Justin meneó la cabeza.
– Retengo en la memoria una idea disparatada. Sobre algunas mujeres que quedan embarazadas porque hay semen en su bañera.
– Un cuento de viejas viudas. El doctor Armstrong dice que la temperatura normal del cuerpo controla la actividad del semen. El descarta todas esas teorías de chicas que pueden quedar embarazadas en piscinas o bañeras. No obstante, escucha esto.
»Una mujer puede permanecer intacta, pero hay una minúscula abertura por la cual se efectúa la menstruación. Si Kathleen hubiese estado drogada o desvanecida -sugiere el doctor Armstrong-, es posible que un hombre intentara tener contacto sexual con ella, y entonces podría depositar semen por excesivo enardecimiento pero sin llegar a la penetración total. Siendo así, ella seguiría siendo virgen. No sabría siquiera cómo había quedado encinta.
– ¡Qué gran detective hubieras sido! -Justin hizo una mueca irónica-. La versión de nuestra Iglesia sobre Rabbi David Small…, que en viernes el Rabbi hizo Esto o Aquello…. ¿Es así como ve el doctor Armstrong lo sucedido, Anne?
– No. Ni mucho menos. El doctor Armstrong cree que habrá un nacimiento divino aquí, en Newport.
Desde su ancha cama de matrimonio en el «Newport Goat Island Sheraton», Elizabeth Porter tenía una espléndida vista del puente Jarnestown con sus templados arcos.
– ¿Qué habrán producido Dios y The Times? -susurró mientras observaba la notable circulación… ¿de quiénes?
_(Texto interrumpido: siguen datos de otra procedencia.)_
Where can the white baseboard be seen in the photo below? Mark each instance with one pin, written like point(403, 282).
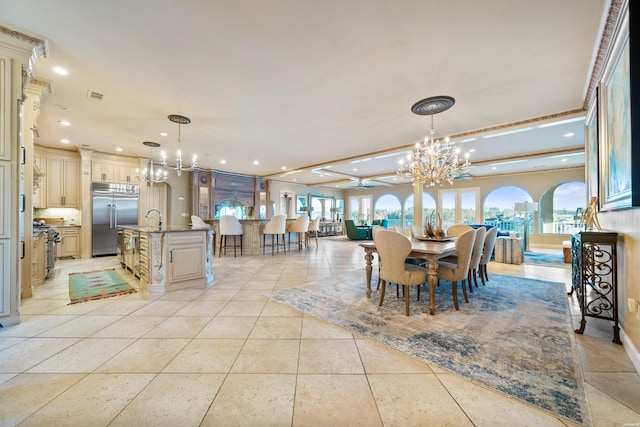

¿Creyentes? ¿Incrédulos? ¿Simples curiosos? ¿Perseguidores de ambulancias?
La crónica de Elizabeth, sobre la parturienta virginal, era lo que los periodistas cuarentones denominarían noticia candente. Tenía los ingredientes necesarios para mantenerse en primera plana durante un largo período: misterio y controversia, religión y sexo.